The art of blacksmithing is alive and well - WDRB 41 Louisville News

The art of blacksmithing is alive and well


The making of art is usually cool and quiet, except when it's hot and noisy.

That's the case for one Louisville artist -- who has landed in Bernson's Corner for not just creating texture and design -- but forging new artists in the process.

"Under a spreading chestnut tree, the village smithy stands," wrote the poet Longfellow.
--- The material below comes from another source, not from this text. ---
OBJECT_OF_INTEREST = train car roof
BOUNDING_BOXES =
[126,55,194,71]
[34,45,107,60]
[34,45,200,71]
There may not be many chestnut trees left, but the ancient art of blacksmithing is alive and well -- in the person of Craig Kaviar.

Kaviar says, "these skills in America have almost been lost -- and through the generosity of a few people who went around teaching it, I learned quite a bit -- so I feel obligated to pass on the knowledge that I've learned, and the students are so enthusiastic about it that it makes it a real pleasure for me."

A couple of times a year, Kaviar teaches the most unusual class in Louisville -- artistic blacksmithing -- at his Frankfort Avenue workshop. 

The students include a 19-year-old aspiring artist -- the president of a research firm -- an electrician -- and a laid-off corporate vice-president.

Sean Heitkemper explains what it means to take the class,  "I mean, you can see what it takes him a few minutes to demonstrate, it takes us an entire four-hour class to execute -- so it's such an effort in efficiency of motion he's mastered over 30, 40 years of doing this, that I'm just barely scratching the surface.  I'm having a lot of fun!"

Back before motor cars, of course, most blacksmith work involved making horseshoes.  That's not the case any more, although that's not to say that horses aren't involved.

Today the blacksmithing students are trying to emulate Kaviar's skill in creating a decorative fireplace poker with a ram's head on the handle.  And that's not all they learn:

Kaviar says there is a lot of history in his lesson, "a lot of the expressions in common-day use are traditional blacksmithing expressions -- 'strike while the iron is hot' is one of them."

Student Madeline Dailey enjoyed the workshop, "it's pretty intense, I don't know -- gives you kind of a rush, I guess."

Trey Graninger was also inspired to learn backsmithing,  "I guess I'm a little bit of a pyromaniac, and so red-hot steel?  What's better than burning steel?"

This massive air hammer was originally built to be carried on a battleship during World War Two.  By reusing this machinery of war for the making of artwork, Kaviar says -- he is, in a small way, helping to turn swords into plowshares.

The class, by the way, costs $400 for the five week session.

From Frankfort Avenue -- Barry Bernson, Fox41 News.